2. AU MÊME.

Remusberg, 29 octobre 1739.

Mon cher Algarotti, il n'y a rien de plus obligeant que l'exactitude avec laquelle vous vous acquittez des commissions que je vous ai données pour Pine.5-a Je ferai copier la Henriade, en attendant qu'il fasse ressouvenir les Anglais, par les estampes de leurs victoires navales, de leur gloire passée. Il est juste que l'ouvrage de notre Virgile moderne attende la fin de l'impression du Virgile des Romains, et l'équité veut que le cygne de Mantoue chante le premier; il perdrait trop, s'il suivait le cygne de Cirey. Dès que j'aurai reçu les premières feuilles de Virgile, je choisirai la grandeur du papier, et je ferai faire les dessins et les vignettes qui doivent embellir cet ouvrage.

<6>La marquise vient de m'envoyer une traduction italienne de la Henriade par un certain Cabiriano.6-a Elle paraît très-fidèle; ainsi ce poëme, excellent par lui-même, va bientôt passer en toutes les langues, et servir de modèle au poëme épique de toutes les nations. Il le mériterait assurément, car c'est le plus sage et le mieux construit que nous ayons. Je compte d'achever dans trois semaines mon Prince de Machiavel. Si vous vous trouvez encore vers ce temps à Londres, je vous prierai de prendre sur vous le soin de cette impression. J'ai fait ce que j'ai pu pour inspirer de l'horreur au genre humain pour la fausse sagesse de ce politique; j'ai mis au jour les contradictions grossières dans lesquelles il est avec lui-même, et j'ai tâché d'égayer la matière aux endroits que cela m'a paru convenable. On instruit toujours mal lorsqu'on ennuie, et le grand art est de ne point faire bâiller le lecteur. Il ne fallait pas la force d'Hercule pour dompter le monstre de Machiavel, ni l'éloquence de Bossuet pour prouver à des êtres pensants que l'ambition démesurée, la trahison, la perfidie et le meurtre étaient des vices contraires au bien des hommes, et que la véritable politique des rois et de tout honnête homme est d'être bon et juste. Si j'avais cru que ce dessein surpassât mes forces, je ne l'aurais point entrepris.

Je n'aurais point d'un vain honneur
Cherché le frivole avantage,
Car je mesure à ma vigueur
Tous mes efforts et mon courage.
Le Turc, dit-on, en son sérail
A cent beautés pour son usage;
Mais chaque jour un pucelage
Mérite un vigoureux travail.
Qu'il fasse donc, s'il veut, sa ronde,
Qu'Atlas lui seul porte le monde,
<7>Qu'Hercule dompte des géants,
Que les dieux vainquent les Titans,
Une moins illustre victoire,
Honorant assez mes talents,
Suffira toujours à ma gloire.

Je suis ravi de ce que vous conservez encore le souvenir d'un endroit où l'on éternise votre mémoire.
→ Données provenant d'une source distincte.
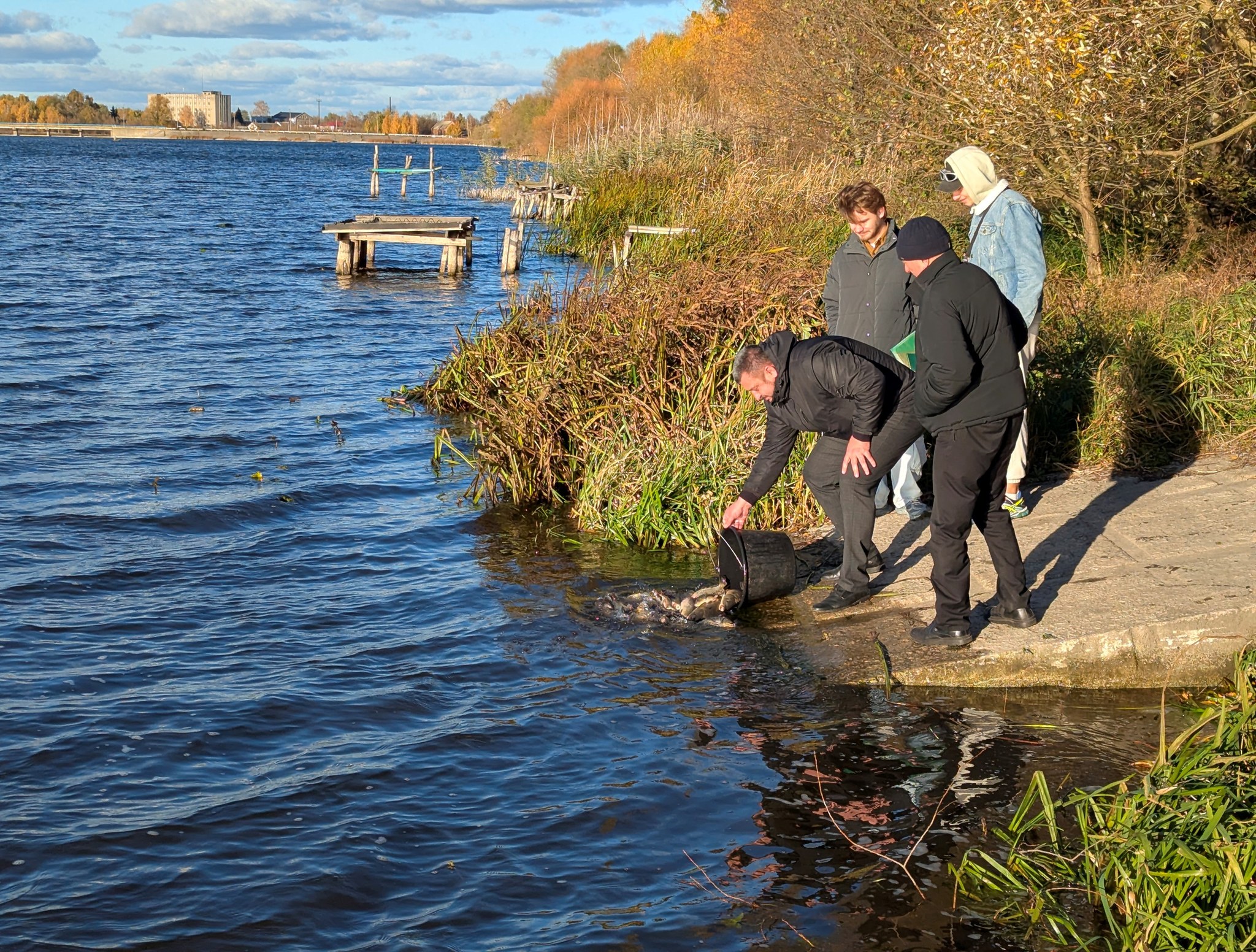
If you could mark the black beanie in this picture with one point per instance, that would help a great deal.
(921, 239)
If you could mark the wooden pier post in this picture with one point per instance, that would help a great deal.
(345, 256)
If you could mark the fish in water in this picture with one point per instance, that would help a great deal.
(709, 602)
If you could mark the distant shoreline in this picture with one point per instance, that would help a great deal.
(42, 129)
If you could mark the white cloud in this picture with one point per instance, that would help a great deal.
(424, 85)
(251, 19)
(427, 8)
(24, 21)
(260, 49)
(56, 47)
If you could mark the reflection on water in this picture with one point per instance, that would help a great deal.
(338, 708)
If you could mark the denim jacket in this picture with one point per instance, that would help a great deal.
(1008, 245)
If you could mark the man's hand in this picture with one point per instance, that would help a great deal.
(735, 515)
(858, 451)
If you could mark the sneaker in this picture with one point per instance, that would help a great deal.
(1015, 507)
(913, 510)
(841, 598)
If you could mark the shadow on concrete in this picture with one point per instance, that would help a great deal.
(1137, 416)
(900, 554)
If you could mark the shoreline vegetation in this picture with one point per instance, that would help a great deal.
(1166, 861)
(612, 397)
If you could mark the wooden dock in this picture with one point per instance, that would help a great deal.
(357, 239)
(544, 201)
(621, 260)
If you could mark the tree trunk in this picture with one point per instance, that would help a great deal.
(1090, 239)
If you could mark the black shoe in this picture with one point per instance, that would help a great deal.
(876, 563)
(936, 637)
(841, 598)
(1015, 617)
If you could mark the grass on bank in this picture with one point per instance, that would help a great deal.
(615, 397)
(1149, 864)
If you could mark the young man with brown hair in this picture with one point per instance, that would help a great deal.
(866, 301)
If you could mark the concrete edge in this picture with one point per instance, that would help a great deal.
(1196, 651)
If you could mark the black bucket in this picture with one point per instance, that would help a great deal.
(757, 566)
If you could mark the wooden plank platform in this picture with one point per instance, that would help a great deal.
(357, 239)
(635, 230)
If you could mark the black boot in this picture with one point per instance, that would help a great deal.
(1015, 617)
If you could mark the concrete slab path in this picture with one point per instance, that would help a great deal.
(1137, 582)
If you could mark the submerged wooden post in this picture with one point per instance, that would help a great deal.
(345, 256)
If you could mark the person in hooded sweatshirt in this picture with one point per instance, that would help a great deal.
(970, 394)
(866, 299)
(1005, 240)
(859, 401)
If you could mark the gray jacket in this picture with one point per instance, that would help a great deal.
(866, 297)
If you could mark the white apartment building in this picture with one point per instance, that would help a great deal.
(212, 110)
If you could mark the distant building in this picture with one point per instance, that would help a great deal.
(293, 118)
(212, 110)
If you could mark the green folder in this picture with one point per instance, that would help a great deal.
(905, 351)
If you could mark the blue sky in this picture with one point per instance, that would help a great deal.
(429, 56)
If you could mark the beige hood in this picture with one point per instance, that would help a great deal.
(975, 170)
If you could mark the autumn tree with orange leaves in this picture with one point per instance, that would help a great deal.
(1101, 106)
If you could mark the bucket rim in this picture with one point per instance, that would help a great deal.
(739, 553)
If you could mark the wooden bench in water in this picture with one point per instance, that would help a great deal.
(357, 238)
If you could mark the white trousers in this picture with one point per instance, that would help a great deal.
(903, 477)
(1020, 453)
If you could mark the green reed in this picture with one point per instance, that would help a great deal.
(1161, 862)
(613, 397)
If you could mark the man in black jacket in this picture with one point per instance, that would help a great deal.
(859, 400)
(970, 394)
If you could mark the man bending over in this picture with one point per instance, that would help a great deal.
(859, 401)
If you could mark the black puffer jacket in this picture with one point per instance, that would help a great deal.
(967, 369)
(824, 385)
(866, 296)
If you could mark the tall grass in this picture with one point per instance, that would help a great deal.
(615, 397)
(1162, 862)
(617, 400)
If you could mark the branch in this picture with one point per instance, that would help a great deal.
(1191, 147)
(1234, 32)
(900, 863)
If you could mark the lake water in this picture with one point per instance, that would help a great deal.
(337, 707)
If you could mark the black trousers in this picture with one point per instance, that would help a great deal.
(970, 474)
(849, 500)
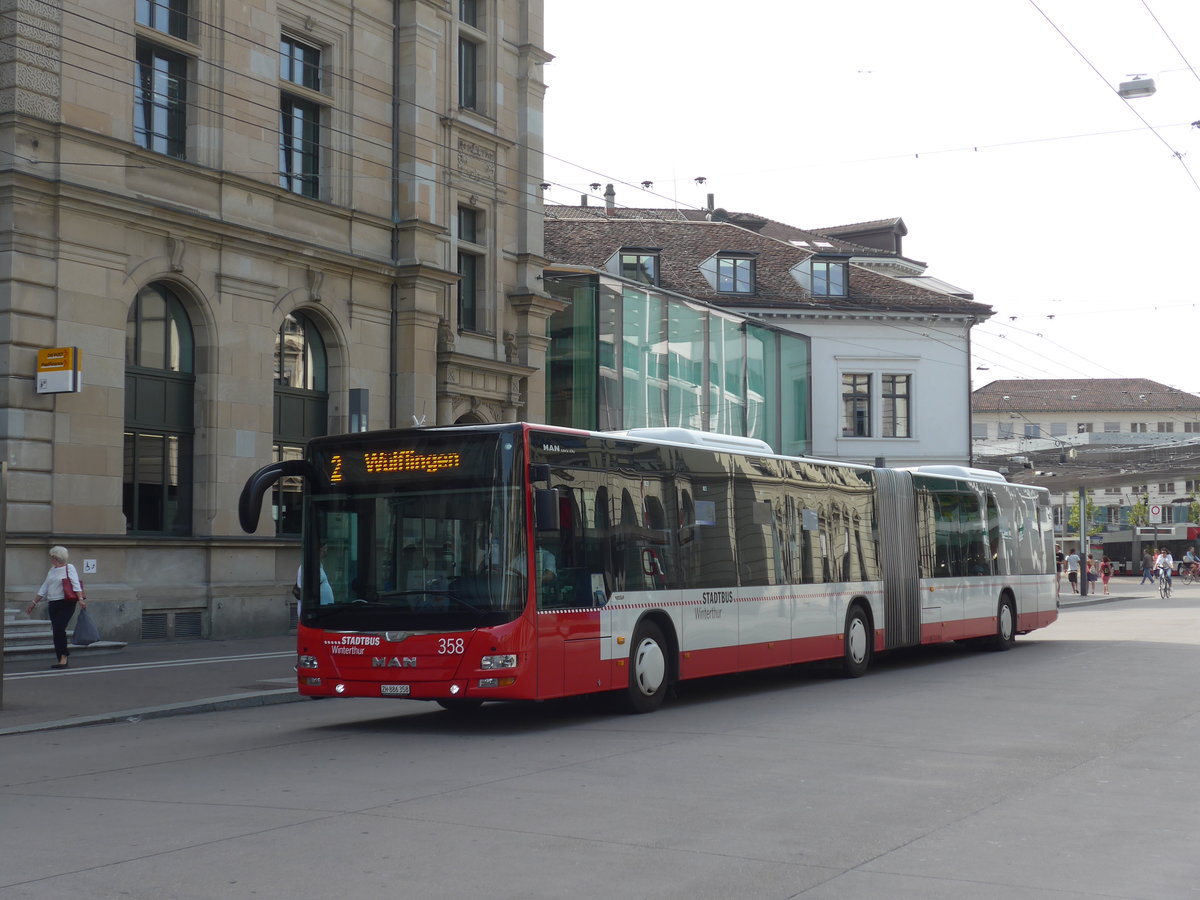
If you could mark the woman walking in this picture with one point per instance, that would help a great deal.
(61, 607)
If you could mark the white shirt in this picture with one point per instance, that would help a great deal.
(52, 588)
(327, 591)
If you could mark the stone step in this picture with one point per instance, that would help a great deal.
(24, 636)
(47, 648)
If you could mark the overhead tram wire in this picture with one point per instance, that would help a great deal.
(1066, 349)
(1171, 41)
(1175, 153)
(240, 73)
(670, 202)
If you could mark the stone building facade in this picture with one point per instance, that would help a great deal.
(257, 222)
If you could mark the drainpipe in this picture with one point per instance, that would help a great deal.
(394, 291)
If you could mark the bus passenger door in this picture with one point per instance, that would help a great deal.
(571, 591)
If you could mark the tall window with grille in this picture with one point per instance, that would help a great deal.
(735, 275)
(856, 405)
(829, 279)
(472, 53)
(472, 269)
(301, 408)
(159, 414)
(300, 117)
(640, 265)
(895, 396)
(160, 91)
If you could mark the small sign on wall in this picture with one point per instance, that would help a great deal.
(59, 370)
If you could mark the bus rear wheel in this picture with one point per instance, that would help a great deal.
(1006, 624)
(647, 670)
(856, 643)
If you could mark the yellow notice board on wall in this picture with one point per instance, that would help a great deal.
(59, 370)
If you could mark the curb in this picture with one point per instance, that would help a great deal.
(210, 705)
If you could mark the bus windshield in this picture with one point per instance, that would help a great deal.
(424, 534)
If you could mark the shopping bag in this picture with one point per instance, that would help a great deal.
(85, 630)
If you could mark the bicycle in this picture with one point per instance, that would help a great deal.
(1164, 585)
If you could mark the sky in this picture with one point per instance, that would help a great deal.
(991, 127)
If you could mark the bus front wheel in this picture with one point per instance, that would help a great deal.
(1006, 624)
(647, 670)
(857, 643)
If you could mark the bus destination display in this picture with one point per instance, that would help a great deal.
(389, 462)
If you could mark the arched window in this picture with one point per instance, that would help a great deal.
(301, 408)
(159, 414)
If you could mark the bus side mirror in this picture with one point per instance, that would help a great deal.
(545, 510)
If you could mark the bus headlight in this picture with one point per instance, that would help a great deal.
(505, 660)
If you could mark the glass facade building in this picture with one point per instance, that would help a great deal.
(624, 355)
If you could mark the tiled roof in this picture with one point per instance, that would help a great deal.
(760, 225)
(1071, 395)
(591, 240)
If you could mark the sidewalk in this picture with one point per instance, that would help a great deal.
(1125, 587)
(147, 681)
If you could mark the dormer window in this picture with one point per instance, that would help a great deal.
(828, 279)
(735, 275)
(640, 264)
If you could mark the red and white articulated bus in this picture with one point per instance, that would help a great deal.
(526, 562)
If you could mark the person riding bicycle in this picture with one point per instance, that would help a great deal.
(1164, 564)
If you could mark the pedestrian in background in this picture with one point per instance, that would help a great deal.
(1073, 571)
(60, 609)
(1147, 567)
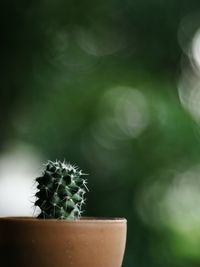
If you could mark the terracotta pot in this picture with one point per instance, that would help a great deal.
(89, 242)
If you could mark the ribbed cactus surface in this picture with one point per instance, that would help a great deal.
(61, 191)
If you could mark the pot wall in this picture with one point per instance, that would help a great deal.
(83, 243)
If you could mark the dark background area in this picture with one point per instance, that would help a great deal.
(114, 87)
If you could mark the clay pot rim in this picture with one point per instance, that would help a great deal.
(78, 221)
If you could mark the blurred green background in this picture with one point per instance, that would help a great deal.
(113, 86)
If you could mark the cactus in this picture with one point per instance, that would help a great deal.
(61, 191)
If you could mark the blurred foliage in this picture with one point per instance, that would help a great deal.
(96, 83)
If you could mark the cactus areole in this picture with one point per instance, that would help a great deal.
(61, 191)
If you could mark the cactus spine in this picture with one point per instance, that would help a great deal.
(61, 191)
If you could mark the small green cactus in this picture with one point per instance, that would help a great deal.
(61, 191)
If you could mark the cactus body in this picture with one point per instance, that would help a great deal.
(61, 191)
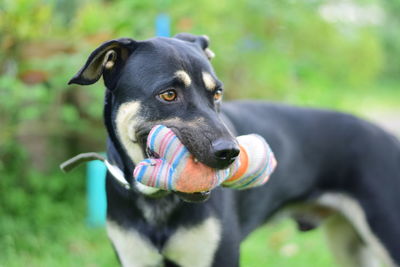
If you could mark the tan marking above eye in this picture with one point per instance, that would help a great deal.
(209, 81)
(184, 77)
(169, 95)
(218, 95)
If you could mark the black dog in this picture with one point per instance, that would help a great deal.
(331, 166)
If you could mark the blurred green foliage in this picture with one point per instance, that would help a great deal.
(278, 50)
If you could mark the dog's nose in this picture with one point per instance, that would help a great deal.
(225, 151)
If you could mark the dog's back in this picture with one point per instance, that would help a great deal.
(323, 154)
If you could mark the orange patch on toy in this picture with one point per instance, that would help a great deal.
(244, 163)
(196, 177)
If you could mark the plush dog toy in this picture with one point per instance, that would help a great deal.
(174, 168)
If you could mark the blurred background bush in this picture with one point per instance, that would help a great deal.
(340, 54)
Vous êtes immortel chez nous, et le nom d'Algarotti périra aussi peu à Remusberg que celui du dieu Terme chez les Romains. Vos collections de jardinage, mon cher Algarotti, me seront d'autant plus agréables, qu'elles me procureront de vos nouvelles. Je regarde les hommes d'esprit comme des séraphins en comparaison du troupeau vil et méprisable des humains qui ne pensent pas. J'aime à entretenir correspondance avec ces intelligences supérieures, avec ces êtres qui seraient tout à fait spirituels, s'ils n'avaient pas des corps; ce sont l'élite de l'humanité. Je vous prie de faire mes amitiés à mylord Baltimore, dont j'estime véritablement le caractère et la façon de penser; j'espère qu'il aura reçu à présent mon Épître sur la liberté de penser des Anglais. Souvenez-vous toujours des amis que vous vous êtes faits ici en vous montrant simplement, et jugez de ce que ce serait, si nous avions le plaisir de vous posséder toujours.

Je suis avec une véritable estime, mon cher Algarotti,

Votre très-affectionné
Federic.


5-a Voyez t. VIII, p. III.

6-a Le vrai nom de la personne désignée par ce pseudonyme était Ortolani. Voyez t. XVII, p. 34 et 35.